Jocelyn M. Murphy, et al. v. Securities and Exchange Commission
AdministrativeLaw Punishment Securities
Whether the courts below exceeded the statutory penalty caps established by Congress 'for each violation' of the securities laws, depriving Petitioners of fair notice of the potential consequences of their business conduct
QUESTIONS PRESENTED The Securities Exchange Act of 1934 empowers Respondent Securities and Exchange Commission (‘SEC”) to seek, and district courts to impose, putatively “civil” penalties against securities law violators. As relevant here, the Act caps those penalties at specific dollar amounts “for each violation,” but does not define what “each violation” means.
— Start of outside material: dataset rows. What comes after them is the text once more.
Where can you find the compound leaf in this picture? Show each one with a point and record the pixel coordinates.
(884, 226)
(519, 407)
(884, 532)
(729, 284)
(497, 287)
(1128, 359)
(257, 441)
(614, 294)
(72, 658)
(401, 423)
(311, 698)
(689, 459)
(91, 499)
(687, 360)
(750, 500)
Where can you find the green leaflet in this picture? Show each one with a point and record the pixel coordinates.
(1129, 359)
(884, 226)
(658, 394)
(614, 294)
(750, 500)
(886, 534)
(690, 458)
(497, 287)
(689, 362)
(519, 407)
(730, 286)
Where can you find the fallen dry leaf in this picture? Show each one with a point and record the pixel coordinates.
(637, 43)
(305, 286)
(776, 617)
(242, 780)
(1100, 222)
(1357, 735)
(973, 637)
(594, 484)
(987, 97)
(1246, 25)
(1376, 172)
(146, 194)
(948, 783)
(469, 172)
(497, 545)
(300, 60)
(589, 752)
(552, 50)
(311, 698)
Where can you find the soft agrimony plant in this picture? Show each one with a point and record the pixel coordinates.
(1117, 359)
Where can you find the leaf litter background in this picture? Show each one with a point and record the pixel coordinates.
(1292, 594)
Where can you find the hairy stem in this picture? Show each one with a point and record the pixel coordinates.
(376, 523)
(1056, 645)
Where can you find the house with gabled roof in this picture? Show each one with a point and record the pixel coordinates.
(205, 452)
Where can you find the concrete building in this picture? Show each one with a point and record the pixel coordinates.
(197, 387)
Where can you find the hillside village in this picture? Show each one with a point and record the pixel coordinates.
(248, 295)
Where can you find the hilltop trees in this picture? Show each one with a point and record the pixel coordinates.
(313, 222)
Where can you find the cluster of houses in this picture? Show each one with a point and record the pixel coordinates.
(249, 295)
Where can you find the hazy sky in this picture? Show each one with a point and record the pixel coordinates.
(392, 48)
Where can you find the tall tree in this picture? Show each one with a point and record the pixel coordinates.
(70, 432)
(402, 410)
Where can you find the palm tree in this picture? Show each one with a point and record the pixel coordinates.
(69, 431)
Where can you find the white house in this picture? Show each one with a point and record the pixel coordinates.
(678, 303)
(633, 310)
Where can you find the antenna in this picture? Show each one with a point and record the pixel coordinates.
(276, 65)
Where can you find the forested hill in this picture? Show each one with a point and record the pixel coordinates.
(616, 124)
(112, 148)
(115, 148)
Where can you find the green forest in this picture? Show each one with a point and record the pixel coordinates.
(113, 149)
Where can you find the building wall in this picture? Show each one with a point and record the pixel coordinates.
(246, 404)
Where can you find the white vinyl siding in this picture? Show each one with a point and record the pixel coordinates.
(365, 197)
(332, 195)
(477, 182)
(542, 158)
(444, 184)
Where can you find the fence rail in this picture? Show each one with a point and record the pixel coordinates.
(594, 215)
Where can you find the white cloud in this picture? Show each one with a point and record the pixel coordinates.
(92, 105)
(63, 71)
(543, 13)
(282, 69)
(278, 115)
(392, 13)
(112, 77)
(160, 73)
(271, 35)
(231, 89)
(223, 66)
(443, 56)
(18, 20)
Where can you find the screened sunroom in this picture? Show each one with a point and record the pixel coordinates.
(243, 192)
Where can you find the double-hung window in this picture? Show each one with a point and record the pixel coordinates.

Given this void, SEC and courts have adopted a variety of conflicting methodologies for counting the number of violations in any given case, resulting in penalties that vastly exceed the ostensible statutory caps set by Congress. The district court here used two different methodologies in assessing penalties against the three Petitioners (which were inconsistent with the methodologies the court used in assessing penalties against settling co-defendants). For two Petitioners, the court multiplied the statutory cap by the number of months they were unregistered with SEC as securities brokers, resulting in total penalties more than 40 and 30 times higher, respectively, than the statutory cap. For the third Petitioner, the court imposed no penalty for failing to register as a broker but multiplied the statutory cap for a separate fraudbased violation by the number of times she allegedly submitted misleading information to certain SECregistered brokers, resulting in total penalties more than 17 times the statutory cap for fraud-based violations. The Ninth Circuit affirmed in all respects. ii The questions presented are: 1. Whether the courts below exceeded the statutory penalty caps established by Congress “for each violation” of the securities laws, depriving Petitioners of fair notice of the potential consequences of their business conduct; 2. Whether the courts below, in conflict with other circuits, adopted an overly expansive test to determine who must register with SEC as a securities broker; and 3. Whether the district court deprived Petitioners of their Seventh Amendment jury trial rights by deciding disputed facts against them.